Мерилен и Контатти шли не торопясь вдоль парковки аэропорта, заполненной множеством машин.
— Прекрасно представляю себе, — сказала она, волнуясь, — что произойдет, когда… когда он выстрелит, когда убьет его. Вспыхнет море света, и все бросятся к нему. Он окажется отличной мишенью… Да его же просто изрешетят пулями. Именно этого вы хотите, да?
Контатти постарался сохранить невозмутимость, но видно было, что ему это нелегко.
— Успокойтесь, Мерилен. Что за странные кровавые фантазии вы придумываете. Все будет хорошо. — Они направлялись к его машине. — Успокойтесь, никто не станет в него стрелять. Он нужен живой, это же ясно, чтобы понять, кто он такой и на кого работал.
— Его будут пытать, и он все расскажет.
— Все — это что?
— Расскажет обо мне. А вы думаете, я смогу выдержать допрос, какой мне устроят… советские специалисты?
— Но никто и не говорит, что Рудинский станет вспоминать вас. Какой ему смысл вовлекать вас в это дело? Выяснят, кто он такой — поляк, не имеющий никакого отношения к разведке, найдут Соню, поймут, что его шантажировали и вынудили действовать. И ничего ему не будет.

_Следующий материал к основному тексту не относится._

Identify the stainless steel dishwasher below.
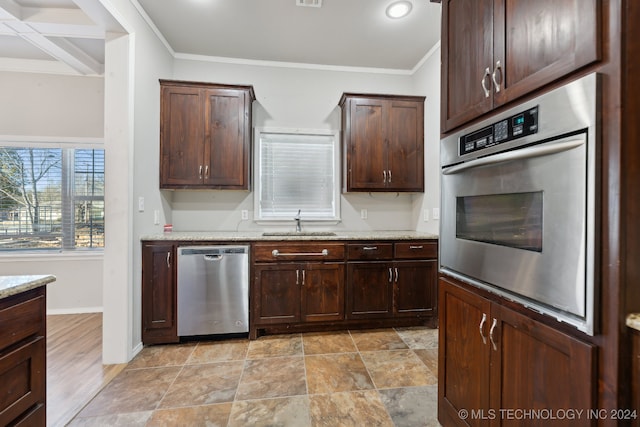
[178,246,249,337]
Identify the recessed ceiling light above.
[387,0,413,19]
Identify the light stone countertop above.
[0,274,56,299]
[140,230,438,242]
[627,313,640,331]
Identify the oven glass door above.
[440,132,593,323]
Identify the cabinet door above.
[490,304,598,426]
[440,0,496,132]
[438,277,491,426]
[252,264,304,325]
[347,262,393,319]
[387,101,424,191]
[142,244,178,344]
[160,86,204,188]
[393,261,437,317]
[302,263,344,322]
[204,89,251,190]
[347,98,388,191]
[492,0,601,105]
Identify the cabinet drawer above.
[253,242,344,262]
[347,243,393,260]
[0,296,45,350]
[0,337,46,426]
[395,242,438,259]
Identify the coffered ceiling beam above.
[0,0,104,75]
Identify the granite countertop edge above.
[0,274,56,299]
[627,313,640,332]
[140,230,438,242]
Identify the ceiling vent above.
[296,0,322,7]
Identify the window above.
[256,129,340,221]
[0,147,104,251]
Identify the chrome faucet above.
[293,209,302,233]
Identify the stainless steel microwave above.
[440,73,599,335]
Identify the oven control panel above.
[459,106,538,156]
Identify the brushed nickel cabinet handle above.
[480,67,491,98]
[489,317,498,351]
[271,249,329,257]
[478,313,487,345]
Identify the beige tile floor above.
[70,328,439,427]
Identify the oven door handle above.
[442,139,586,175]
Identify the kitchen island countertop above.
[140,230,438,242]
[0,274,56,299]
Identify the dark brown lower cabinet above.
[252,262,344,327]
[142,242,179,344]
[438,277,597,427]
[347,260,437,319]
[0,286,47,426]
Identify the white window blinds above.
[257,131,338,220]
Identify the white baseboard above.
[130,342,144,361]
[47,307,102,316]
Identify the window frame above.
[0,135,106,257]
[253,127,342,225]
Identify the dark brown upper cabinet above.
[440,0,601,133]
[339,93,425,192]
[160,80,255,190]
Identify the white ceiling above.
[0,0,124,75]
[0,0,441,75]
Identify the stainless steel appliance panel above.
[178,246,249,336]
[440,74,598,334]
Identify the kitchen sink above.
[262,231,336,237]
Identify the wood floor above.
[47,313,126,426]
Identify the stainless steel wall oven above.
[440,73,599,335]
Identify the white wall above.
[103,0,173,363]
[0,72,104,313]
[412,43,441,234]
[0,71,104,138]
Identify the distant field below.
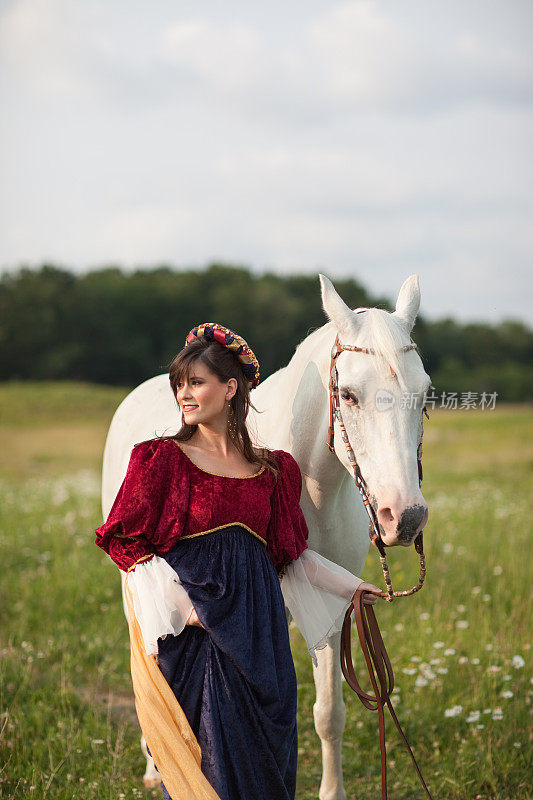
[0,383,533,800]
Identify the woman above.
[96,323,380,800]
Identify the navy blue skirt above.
[155,525,297,800]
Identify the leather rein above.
[328,334,432,800]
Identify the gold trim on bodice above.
[181,520,266,547]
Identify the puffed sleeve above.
[96,441,167,572]
[266,450,309,572]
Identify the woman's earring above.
[228,400,237,440]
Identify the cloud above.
[0,0,533,324]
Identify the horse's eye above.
[341,389,359,406]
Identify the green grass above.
[0,384,533,800]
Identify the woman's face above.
[176,360,237,425]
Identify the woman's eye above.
[341,389,359,406]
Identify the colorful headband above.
[185,322,259,391]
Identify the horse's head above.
[320,275,431,546]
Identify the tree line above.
[0,264,533,401]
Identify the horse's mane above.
[352,308,411,391]
[295,308,411,391]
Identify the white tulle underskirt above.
[127,550,363,663]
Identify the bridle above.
[328,332,429,602]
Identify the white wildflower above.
[444,706,463,717]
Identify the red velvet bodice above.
[96,439,308,570]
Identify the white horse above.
[102,275,430,800]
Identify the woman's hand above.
[357,583,382,606]
[185,608,204,628]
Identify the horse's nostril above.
[398,505,428,536]
[378,506,395,527]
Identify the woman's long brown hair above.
[169,338,279,478]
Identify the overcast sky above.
[0,0,533,324]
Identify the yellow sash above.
[124,579,220,800]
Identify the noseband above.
[328,334,429,602]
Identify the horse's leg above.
[313,633,346,800]
[141,736,161,789]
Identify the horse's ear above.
[392,275,420,333]
[318,274,356,335]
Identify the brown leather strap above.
[341,589,432,800]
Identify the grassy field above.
[0,384,533,800]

А почему, собственно, его должны наказывать?
— Чересчур оптимистичный прогноз, вам не кажется?
Они сели в его «фиат».
— Ну хорошо, — сказал он, — допустим, Рудинский назовет ваше имя. Но я ведь уже объяснил: вам достаточно сообщить о своем участии в похищении в качестве совершенно случайного посредника.
— А если я буду вынуждена рассказать и обо всем остальном?

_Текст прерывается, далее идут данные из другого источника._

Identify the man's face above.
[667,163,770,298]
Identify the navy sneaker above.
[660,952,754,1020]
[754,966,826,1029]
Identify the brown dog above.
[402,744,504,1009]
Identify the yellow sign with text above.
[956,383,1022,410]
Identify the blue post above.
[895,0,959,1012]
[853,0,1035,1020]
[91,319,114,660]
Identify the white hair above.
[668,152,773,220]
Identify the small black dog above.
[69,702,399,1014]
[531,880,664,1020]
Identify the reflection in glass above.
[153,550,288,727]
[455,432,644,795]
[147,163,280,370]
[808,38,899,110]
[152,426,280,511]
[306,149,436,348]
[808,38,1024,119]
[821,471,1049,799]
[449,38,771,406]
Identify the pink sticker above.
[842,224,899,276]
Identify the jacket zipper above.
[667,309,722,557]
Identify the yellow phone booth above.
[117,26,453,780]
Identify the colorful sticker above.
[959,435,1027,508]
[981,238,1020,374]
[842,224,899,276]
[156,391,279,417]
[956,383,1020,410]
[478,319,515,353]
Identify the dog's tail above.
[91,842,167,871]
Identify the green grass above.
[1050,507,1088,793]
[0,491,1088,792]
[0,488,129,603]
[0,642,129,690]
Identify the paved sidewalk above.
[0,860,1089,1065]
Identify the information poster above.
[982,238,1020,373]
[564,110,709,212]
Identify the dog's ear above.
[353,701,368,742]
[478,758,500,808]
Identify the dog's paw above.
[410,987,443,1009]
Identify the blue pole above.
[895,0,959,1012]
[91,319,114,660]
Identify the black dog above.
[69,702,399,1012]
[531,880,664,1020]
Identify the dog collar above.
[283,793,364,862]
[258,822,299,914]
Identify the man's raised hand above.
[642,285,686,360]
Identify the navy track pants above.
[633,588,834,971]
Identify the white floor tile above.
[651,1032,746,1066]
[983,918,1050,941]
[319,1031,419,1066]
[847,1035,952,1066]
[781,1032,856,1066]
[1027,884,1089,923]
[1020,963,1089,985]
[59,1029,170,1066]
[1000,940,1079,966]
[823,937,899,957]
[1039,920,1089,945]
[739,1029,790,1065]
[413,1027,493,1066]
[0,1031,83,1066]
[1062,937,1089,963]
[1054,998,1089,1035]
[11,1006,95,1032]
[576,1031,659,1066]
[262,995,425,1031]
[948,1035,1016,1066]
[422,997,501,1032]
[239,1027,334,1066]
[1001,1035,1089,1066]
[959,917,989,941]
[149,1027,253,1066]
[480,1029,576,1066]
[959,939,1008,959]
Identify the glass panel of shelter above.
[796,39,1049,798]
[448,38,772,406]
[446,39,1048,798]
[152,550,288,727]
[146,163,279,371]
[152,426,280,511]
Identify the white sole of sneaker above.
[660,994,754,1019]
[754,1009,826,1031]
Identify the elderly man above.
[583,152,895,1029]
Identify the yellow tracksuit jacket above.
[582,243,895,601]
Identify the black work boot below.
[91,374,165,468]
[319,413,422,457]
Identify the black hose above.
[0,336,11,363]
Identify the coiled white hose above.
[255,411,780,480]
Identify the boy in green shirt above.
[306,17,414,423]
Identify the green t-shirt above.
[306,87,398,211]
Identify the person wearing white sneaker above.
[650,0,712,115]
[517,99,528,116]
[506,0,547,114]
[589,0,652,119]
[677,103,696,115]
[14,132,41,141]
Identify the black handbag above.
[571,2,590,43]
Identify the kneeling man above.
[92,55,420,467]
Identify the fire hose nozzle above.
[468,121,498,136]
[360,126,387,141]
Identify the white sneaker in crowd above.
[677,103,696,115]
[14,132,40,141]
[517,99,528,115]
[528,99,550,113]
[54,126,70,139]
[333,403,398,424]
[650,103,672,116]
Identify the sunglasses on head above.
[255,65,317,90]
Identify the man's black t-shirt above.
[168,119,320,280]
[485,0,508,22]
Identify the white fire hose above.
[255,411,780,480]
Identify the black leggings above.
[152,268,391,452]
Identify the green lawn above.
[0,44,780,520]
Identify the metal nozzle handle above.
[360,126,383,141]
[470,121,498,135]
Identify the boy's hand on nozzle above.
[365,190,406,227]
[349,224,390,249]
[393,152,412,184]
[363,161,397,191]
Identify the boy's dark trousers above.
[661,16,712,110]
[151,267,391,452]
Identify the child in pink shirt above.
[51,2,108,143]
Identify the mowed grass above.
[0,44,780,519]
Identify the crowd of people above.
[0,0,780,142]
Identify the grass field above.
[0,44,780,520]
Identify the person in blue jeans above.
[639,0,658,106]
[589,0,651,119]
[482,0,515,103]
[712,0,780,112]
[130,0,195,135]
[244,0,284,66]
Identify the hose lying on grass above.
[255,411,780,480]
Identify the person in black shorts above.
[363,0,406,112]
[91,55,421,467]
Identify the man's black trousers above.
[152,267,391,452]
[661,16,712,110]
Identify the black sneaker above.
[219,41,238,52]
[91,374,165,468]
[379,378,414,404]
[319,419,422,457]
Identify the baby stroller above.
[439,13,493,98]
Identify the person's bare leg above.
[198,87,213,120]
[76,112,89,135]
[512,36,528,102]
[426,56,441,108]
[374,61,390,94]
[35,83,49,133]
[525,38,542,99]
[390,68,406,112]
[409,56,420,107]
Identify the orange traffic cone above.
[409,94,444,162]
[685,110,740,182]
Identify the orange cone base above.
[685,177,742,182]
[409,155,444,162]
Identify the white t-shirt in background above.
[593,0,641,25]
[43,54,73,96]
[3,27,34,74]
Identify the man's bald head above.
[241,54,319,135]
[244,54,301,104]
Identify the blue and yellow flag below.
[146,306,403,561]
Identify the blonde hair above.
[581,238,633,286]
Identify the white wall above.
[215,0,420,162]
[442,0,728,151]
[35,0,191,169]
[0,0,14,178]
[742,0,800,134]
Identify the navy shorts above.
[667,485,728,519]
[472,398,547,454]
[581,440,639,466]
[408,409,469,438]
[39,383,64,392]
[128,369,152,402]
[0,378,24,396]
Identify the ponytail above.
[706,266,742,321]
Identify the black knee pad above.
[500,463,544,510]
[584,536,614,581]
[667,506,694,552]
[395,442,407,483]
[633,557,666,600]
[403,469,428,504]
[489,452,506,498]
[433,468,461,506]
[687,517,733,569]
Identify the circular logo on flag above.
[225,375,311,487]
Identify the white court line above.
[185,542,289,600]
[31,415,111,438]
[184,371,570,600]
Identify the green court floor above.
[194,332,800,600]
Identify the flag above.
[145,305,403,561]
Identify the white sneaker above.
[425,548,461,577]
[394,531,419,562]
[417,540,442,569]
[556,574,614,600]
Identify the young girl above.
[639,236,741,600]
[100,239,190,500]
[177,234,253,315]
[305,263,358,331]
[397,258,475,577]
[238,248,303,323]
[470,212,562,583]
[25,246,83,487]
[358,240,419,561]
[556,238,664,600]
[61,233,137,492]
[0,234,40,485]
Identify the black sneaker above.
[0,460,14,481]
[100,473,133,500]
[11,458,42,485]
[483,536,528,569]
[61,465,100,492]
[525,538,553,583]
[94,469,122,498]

— Обо мне и о Шабе? Бросьте, не станут же они по-зверски обращаться с женщиной.
— А если станут?
Контатти сделал примирительный жест:
— Тогда отношения между Англией и Советским Союзом станут очень плохими и… — Он замолчал, заметив, что Мерилен неодобрительно качает головой.
— Нет, — сказала она, — сейчас я, как никогда, убеждена, что вы совершенно не заинтересованы в том, чтобы Юрек был спасен.
— Юрек?
— Рудинский, — сухо поправилась Мерилен. — Вы хотите, чтобы он погиб, потому что тогда будет оборвана нить, ведущая в наше посольство. Он не назовет мое имя, и все следы будут утеряны. Им придется допрашивать труп. Вот каков ваш план. Я окончательно убедилась в этом несколько минут назад, когда увидела Шабе, этого жуткого человека, похожего на саму смерть. Он был там, наверху. Это он, если не русские, убьет Рудинского. — Она с вызовом посмотрела на Контатти, глаза ее грозно сверкали.

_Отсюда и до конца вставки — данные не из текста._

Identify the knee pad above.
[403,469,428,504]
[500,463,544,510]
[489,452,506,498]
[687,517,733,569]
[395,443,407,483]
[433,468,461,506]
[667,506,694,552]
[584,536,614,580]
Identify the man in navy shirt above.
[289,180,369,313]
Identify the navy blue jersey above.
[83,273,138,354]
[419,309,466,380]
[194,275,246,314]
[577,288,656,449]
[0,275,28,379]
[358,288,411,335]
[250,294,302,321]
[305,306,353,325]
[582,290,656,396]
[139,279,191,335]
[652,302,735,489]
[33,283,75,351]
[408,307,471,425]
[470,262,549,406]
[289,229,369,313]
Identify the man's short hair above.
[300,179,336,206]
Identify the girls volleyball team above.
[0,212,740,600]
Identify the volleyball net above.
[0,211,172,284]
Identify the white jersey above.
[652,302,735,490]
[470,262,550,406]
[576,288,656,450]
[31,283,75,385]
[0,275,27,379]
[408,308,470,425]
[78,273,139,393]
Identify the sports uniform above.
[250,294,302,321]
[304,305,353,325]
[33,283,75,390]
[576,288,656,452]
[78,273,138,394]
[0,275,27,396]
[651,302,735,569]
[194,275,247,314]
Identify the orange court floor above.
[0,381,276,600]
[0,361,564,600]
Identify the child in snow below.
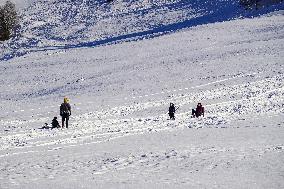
[60,97,71,128]
[51,117,60,129]
[192,103,204,117]
[169,103,176,120]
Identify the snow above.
[0,1,284,189]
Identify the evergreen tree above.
[0,0,18,41]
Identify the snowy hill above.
[0,0,284,189]
[0,0,284,60]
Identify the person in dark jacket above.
[60,97,71,128]
[51,117,60,129]
[169,103,176,120]
[192,103,204,117]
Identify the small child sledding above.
[51,117,60,129]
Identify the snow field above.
[0,14,284,189]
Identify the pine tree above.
[0,0,18,41]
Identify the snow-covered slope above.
[0,8,284,189]
[0,0,284,60]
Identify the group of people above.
[169,103,204,120]
[46,97,204,129]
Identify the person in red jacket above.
[192,103,204,117]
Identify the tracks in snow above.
[0,74,284,157]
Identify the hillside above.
[0,0,284,189]
[0,0,284,60]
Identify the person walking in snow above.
[60,97,71,128]
[169,103,176,120]
[51,117,60,129]
[192,103,204,118]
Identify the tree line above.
[0,0,18,41]
[239,0,283,10]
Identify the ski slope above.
[0,11,284,189]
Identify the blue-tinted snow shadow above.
[0,0,284,61]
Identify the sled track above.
[0,75,284,157]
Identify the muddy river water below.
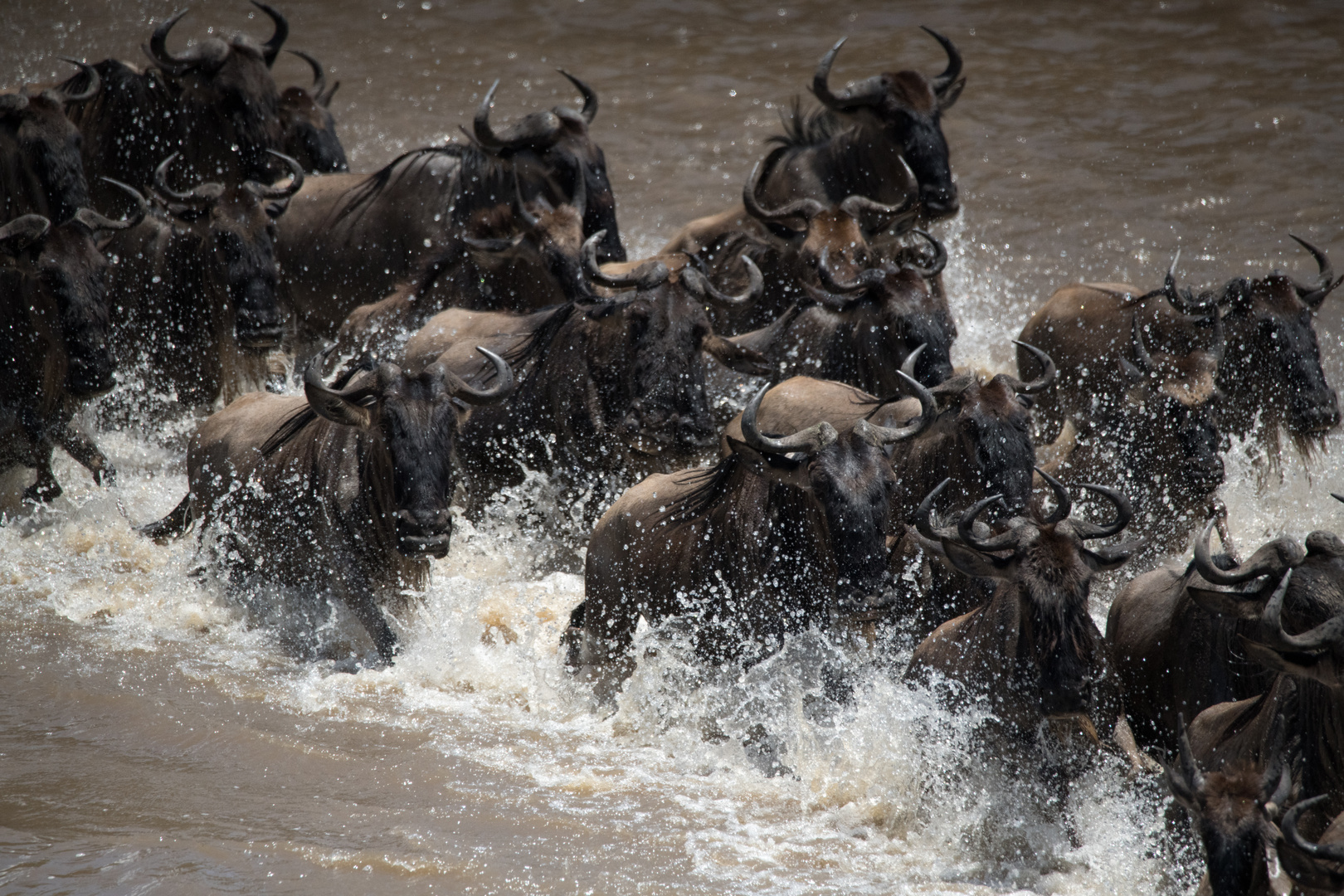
[0,0,1344,896]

Контатти включил двигатель.
— Если обстоятельства сложатся так, как говорите вы, отчего вы так беспокоитесь? Все будет в полном порядке.
— Да, в порядке, — с горечью повторила Мерилен.
Машина тронулась с места, и Контатти задал вопрос прямо:
— Почему бы вам не сказать правду? Вы ведь неравнодушны к этому человеку, более того, просто влюблены в него.
— Это действительно так. Ситуация изменилась. Мы занимались с ним любовью, и я хочу…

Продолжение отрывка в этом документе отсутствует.